An unfinished, problem-plagued football field next to the Cayman Islands Football Association’s headquarters has become the symbol of FIFA’s lopsided power structure in international media.
In the wake of the organization’s corruption scandal, The New York Times and Germany’s Bild-Zeitung featured Cayman’s “football center of excellence,” funded by FIFA, to illustrate the dependency that leading officials at the world’s football governing body create through financial assistance and development initiatives.
The New York Times on Sunday explained how the Cayman Islands, whose population could not fill a large football stadium, “became a FIFA power” by pointing to the payments made by FIFA under its Goal program to develop the sport, and particularly youth football, in its members associations.
“The Cayman Islands represents how that financial assistance program keeps the lights on. That means these small soccer associations are beholden to the leaders of FIFA,” The Times quoted David Larkin, a Washington-based lawyer and director of an organization called ChangeFIFA.
FIFA president Sepp Blatter visited the Cayman Islands in 2009 to announce the planned state-of-the-art facility. Five years and nearly $1.8 million later, the center remains unfinished, largely because much of the 18-acre plot is wetlands where grass cannot grow.
The Cayman Compass reported in January that, according to the Cayman Islands Football Association, much of the money had been spent on fill to develop the low-lying land. The association secured another $500,000 from FIFA to install artificial turf.
Since 2002, Cayman has received $2.2 million from the program, compared to $900,000 given to Germany, even though its football association has nearly 7 million members, Bild-Zeitung, Europe’s second-largest newspaper, reported on Monday.
In a story with an image of the dilapidated pitch in Prospect, the tabloid targeted FIFA’s voting system, which gives member associations equal voting rights regardless of their size.
Under the headline “This [recreational ground] explains FIFA’s power structure – Cayman football association as influential as Germany’s FA” the newspaper criticized the payouts made to Cayman and other Caribbean countries as a mechanism to cement president Blatter’s hold on FIFA.
“It is clear that the association votes for Blatter [so it] does not saw off the branch it is sitting on. Divide and conquer,” the newspaper concluded.

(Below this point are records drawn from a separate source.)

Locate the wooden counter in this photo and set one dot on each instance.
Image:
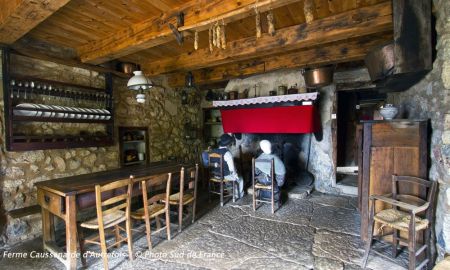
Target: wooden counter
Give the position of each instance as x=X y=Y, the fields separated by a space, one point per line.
x=58 y=197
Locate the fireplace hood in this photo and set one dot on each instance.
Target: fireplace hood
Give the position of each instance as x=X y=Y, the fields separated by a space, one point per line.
x=285 y=114
x=399 y=64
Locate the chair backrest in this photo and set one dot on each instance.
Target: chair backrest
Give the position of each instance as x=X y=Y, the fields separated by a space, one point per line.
x=429 y=186
x=215 y=163
x=117 y=202
x=153 y=183
x=270 y=162
x=190 y=179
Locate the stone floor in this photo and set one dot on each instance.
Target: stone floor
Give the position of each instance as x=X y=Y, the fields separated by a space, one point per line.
x=318 y=232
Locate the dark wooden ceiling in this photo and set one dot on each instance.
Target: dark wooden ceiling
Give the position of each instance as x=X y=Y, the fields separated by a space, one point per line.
x=78 y=24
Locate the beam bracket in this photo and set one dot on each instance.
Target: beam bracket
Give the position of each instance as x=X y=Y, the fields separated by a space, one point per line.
x=180 y=22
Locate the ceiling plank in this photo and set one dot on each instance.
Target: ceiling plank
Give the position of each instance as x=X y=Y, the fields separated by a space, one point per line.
x=351 y=24
x=18 y=17
x=34 y=53
x=155 y=31
x=333 y=53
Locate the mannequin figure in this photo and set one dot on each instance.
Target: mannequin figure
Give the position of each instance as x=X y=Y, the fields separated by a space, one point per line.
x=229 y=168
x=263 y=169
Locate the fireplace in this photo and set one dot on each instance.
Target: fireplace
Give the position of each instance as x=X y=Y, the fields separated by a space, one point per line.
x=291 y=148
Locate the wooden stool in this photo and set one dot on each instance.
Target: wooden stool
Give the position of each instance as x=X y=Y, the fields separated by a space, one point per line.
x=155 y=206
x=186 y=196
x=218 y=179
x=259 y=186
x=109 y=215
x=404 y=217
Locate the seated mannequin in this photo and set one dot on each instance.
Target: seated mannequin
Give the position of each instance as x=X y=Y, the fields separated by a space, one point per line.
x=230 y=172
x=262 y=170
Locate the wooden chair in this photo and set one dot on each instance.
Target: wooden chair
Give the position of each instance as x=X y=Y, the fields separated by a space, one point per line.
x=110 y=213
x=404 y=216
x=218 y=179
x=154 y=206
x=260 y=186
x=186 y=196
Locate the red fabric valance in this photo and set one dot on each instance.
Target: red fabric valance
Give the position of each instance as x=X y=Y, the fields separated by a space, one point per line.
x=288 y=119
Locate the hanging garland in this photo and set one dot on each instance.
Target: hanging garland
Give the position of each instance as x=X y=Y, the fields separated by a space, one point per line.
x=270 y=23
x=308 y=9
x=211 y=38
x=196 y=40
x=258 y=23
x=223 y=37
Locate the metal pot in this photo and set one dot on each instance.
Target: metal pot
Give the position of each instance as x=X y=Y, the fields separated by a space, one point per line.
x=318 y=77
x=233 y=94
x=380 y=62
x=128 y=68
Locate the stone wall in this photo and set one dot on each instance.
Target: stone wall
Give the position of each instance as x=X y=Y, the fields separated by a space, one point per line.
x=165 y=116
x=162 y=113
x=430 y=99
x=321 y=156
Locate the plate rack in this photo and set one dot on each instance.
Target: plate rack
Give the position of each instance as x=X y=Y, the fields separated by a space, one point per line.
x=31 y=100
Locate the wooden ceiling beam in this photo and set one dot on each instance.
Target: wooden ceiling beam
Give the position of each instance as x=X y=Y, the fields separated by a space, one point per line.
x=332 y=53
x=155 y=31
x=355 y=23
x=18 y=17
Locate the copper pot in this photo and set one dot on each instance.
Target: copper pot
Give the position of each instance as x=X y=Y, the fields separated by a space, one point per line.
x=380 y=61
x=233 y=94
x=318 y=77
x=128 y=68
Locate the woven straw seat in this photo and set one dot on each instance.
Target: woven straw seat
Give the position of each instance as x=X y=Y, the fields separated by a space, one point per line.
x=175 y=198
x=109 y=220
x=153 y=211
x=399 y=220
x=262 y=186
x=218 y=180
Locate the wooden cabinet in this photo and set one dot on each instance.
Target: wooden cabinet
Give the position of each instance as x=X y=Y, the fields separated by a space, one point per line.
x=133 y=142
x=387 y=148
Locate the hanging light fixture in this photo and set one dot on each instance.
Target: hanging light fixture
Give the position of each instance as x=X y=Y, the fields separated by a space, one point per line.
x=139 y=82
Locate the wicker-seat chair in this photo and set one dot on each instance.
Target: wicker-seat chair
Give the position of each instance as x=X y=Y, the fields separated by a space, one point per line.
x=405 y=216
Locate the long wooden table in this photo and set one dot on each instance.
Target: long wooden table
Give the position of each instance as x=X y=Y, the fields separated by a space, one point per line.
x=58 y=197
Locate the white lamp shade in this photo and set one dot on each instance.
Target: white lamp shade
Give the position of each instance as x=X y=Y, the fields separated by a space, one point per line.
x=139 y=82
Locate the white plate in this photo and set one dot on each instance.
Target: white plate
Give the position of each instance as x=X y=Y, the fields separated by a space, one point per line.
x=71 y=111
x=43 y=114
x=23 y=112
x=49 y=107
x=84 y=113
x=59 y=114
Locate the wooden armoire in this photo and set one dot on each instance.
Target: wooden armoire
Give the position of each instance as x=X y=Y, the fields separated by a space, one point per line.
x=385 y=148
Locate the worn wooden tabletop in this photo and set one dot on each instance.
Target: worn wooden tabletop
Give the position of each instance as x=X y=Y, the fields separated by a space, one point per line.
x=86 y=182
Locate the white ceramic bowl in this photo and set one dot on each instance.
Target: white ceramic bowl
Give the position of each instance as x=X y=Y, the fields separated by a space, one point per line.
x=389 y=112
x=24 y=112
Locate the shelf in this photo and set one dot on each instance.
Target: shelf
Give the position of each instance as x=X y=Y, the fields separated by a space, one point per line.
x=17 y=118
x=34 y=79
x=27 y=143
x=133 y=162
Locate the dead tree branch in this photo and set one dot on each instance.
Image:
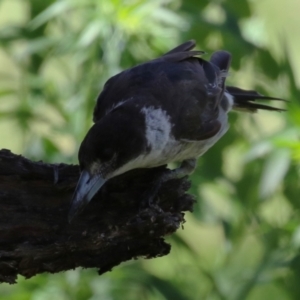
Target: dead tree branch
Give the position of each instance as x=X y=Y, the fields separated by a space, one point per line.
x=35 y=236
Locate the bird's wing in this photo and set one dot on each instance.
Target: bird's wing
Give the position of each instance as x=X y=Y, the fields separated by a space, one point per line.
x=187 y=87
x=199 y=118
x=132 y=82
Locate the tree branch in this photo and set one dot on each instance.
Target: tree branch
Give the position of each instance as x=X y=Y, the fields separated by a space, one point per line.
x=35 y=236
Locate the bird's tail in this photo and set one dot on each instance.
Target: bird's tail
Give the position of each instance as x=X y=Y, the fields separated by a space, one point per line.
x=246 y=100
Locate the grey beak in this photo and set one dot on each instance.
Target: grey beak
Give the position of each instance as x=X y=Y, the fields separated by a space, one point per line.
x=87 y=186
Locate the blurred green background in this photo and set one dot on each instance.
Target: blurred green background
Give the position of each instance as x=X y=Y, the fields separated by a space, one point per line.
x=243 y=239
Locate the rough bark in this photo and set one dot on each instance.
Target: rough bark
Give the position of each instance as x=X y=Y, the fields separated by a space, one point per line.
x=35 y=236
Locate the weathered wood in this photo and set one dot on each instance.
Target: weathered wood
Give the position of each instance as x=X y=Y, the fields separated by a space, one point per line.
x=35 y=236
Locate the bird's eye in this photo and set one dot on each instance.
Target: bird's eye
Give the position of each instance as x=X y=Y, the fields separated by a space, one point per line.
x=107 y=154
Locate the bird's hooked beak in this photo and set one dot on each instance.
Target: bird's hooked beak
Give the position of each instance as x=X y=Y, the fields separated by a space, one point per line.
x=87 y=186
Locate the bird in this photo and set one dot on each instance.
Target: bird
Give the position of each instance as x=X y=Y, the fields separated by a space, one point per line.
x=170 y=109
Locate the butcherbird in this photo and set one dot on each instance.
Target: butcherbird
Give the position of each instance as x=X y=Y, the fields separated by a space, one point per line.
x=173 y=108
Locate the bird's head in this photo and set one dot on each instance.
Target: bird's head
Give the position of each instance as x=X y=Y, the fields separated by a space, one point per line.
x=110 y=148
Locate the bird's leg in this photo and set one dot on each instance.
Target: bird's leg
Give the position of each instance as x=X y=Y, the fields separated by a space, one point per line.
x=187 y=167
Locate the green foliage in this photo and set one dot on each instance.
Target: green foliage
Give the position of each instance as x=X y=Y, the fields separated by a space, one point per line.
x=243 y=239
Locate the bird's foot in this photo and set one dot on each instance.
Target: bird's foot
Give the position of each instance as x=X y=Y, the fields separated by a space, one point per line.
x=187 y=167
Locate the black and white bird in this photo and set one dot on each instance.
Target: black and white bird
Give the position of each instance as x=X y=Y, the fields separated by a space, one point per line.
x=173 y=108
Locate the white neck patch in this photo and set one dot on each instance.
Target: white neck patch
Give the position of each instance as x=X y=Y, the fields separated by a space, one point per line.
x=158 y=127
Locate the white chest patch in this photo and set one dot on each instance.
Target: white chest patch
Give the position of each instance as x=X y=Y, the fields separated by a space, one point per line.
x=158 y=127
x=164 y=148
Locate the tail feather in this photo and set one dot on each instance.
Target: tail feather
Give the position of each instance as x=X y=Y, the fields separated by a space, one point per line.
x=245 y=100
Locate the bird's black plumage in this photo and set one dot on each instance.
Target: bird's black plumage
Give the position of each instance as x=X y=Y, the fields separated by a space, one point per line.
x=172 y=108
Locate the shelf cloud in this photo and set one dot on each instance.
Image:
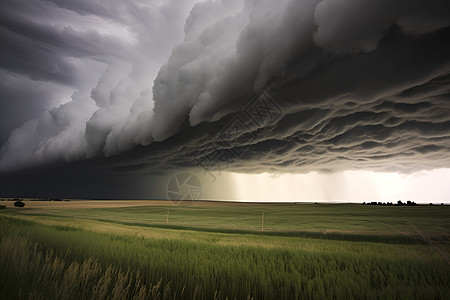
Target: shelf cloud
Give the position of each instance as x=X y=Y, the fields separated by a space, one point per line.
x=248 y=86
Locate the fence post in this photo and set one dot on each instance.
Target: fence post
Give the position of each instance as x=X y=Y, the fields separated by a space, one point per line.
x=262 y=222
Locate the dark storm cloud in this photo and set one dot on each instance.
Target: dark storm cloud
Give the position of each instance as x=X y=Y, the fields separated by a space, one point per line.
x=350 y=84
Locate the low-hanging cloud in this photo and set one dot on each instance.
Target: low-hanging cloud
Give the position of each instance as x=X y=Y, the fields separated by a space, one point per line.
x=356 y=84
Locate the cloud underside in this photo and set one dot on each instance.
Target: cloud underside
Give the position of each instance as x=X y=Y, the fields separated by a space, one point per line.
x=252 y=87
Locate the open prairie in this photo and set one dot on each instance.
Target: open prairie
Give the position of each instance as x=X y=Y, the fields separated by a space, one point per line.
x=153 y=250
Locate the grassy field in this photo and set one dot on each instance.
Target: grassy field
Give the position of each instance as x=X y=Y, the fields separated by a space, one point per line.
x=239 y=251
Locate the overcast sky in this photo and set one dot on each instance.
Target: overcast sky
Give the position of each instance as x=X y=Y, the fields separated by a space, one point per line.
x=109 y=99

In addition, Bild featured a photo of Bruce Blake (the same one as on the front page of today’s Cayman Compass), the first vice president of the Cayman Islands Football Association, with the caption: “The delegate of the Cayman Islands Football Association casts his ballot in the FIFA [presidency] election. For whom, should be obvious.”
Mr. Blake voted on behalf of the association’s president Jeffrey Webb in Friday’s FIFA election in Zurich.

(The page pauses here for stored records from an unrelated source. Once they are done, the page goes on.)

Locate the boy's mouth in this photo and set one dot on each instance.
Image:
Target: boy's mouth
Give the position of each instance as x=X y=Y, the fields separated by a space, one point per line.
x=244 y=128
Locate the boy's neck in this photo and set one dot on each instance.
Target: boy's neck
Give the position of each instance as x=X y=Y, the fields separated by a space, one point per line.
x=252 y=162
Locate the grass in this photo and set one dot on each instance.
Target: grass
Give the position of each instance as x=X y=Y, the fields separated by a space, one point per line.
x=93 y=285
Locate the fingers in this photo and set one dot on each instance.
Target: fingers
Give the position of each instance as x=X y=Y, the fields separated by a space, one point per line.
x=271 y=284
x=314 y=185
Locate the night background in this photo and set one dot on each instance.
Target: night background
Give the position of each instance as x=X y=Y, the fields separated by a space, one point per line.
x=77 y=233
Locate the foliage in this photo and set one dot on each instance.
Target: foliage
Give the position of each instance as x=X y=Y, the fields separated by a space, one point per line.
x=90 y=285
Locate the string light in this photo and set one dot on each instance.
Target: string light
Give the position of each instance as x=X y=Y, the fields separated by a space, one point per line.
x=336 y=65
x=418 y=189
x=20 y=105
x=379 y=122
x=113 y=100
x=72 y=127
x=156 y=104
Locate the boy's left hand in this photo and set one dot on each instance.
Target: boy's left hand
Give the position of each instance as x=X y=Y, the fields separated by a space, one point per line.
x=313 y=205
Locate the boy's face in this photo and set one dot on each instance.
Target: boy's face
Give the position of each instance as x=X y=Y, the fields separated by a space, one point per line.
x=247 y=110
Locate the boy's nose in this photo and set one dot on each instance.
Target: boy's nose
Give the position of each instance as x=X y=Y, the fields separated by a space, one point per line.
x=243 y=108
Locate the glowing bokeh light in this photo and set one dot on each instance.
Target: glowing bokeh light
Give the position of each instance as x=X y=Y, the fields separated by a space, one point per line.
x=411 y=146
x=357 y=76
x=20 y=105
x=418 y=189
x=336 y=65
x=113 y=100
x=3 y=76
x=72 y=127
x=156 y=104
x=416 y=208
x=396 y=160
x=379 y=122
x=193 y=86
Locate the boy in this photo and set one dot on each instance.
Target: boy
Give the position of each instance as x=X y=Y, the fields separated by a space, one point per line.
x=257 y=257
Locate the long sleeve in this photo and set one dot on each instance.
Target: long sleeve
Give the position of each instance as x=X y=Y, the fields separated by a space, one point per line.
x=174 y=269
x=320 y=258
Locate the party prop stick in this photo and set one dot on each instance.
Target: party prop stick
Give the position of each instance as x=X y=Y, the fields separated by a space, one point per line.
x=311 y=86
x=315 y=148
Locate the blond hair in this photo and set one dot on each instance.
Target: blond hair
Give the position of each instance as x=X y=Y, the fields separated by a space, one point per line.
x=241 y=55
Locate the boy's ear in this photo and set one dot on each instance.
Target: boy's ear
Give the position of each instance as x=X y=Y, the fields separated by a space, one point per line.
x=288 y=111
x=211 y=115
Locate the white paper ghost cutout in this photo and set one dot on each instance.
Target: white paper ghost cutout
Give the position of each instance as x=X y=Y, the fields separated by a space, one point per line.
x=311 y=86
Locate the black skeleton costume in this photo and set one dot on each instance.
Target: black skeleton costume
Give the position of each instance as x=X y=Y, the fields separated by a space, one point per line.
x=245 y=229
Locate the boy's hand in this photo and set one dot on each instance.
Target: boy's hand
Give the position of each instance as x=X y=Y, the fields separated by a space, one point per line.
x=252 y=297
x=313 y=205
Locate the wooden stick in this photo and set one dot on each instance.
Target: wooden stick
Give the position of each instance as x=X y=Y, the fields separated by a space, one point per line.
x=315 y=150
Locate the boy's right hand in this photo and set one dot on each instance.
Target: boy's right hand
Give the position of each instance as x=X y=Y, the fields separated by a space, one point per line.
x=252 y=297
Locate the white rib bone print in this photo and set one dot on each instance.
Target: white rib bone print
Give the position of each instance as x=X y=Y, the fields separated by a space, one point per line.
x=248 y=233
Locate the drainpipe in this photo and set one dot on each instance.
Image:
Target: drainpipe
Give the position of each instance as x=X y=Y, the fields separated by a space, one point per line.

Webb, the highest-ranking FIFA official implicated in the corruption probe, became head of the regional football body CONCACAF in 2012 and as such “the ruler of 34 FIFA associations – or 35 votes,” Bild-Zeitung said.
The man who, according to Sky TV news, “put the Caymans on the world football map,” rising to FIFA vice president, was also Blatter’s personal favorite to become his successor, the European press reported in unison. Swiss business paper Handelszeitung called him “Sepp Blatter’s sugar baker” in reference Webb’s co-ownership of The Captain’s Bakery in Cayman.
Meanwhile, British Sunday paper The Observer tied the allegations in the 161-page indictment that companies and bank accounts in the British Virgin Islands, the Turks and Caicos Islands and the Cayman Islands were used to obscure kickbacks and bribe payments to a call for a clampdown on offshore banking.
The lack of transparency and oversight allowed bribery and corruption to thrive, The Observer claimed.
Citing John Mann, a Labour MP and Treasury select committee member, the paper said the use of British Overseas Territories made investigating the scandal more difficult. “The problem is that the Serious Fraud Office here can’t investigate these tax havens, and that anomaly needs rectifying. They are centers for money laundering in a very big way,” Mr. Mann said. “We are negotiating to change relations with the European Union, but we should spend just as much time renegotiating the deals with the overseas territories. They are becoming a serious problem for the world.”
Amid these attacks, a Sky TV news team that visited the Cayman Islands noted the unwillingness of Cayman officials to make a public statement. Neither the Cayman Islands Monetary Authority, nor banking and business associations had responded to a request for interview, leading the Sky News reporter to conclude that officials are “closing ranks.”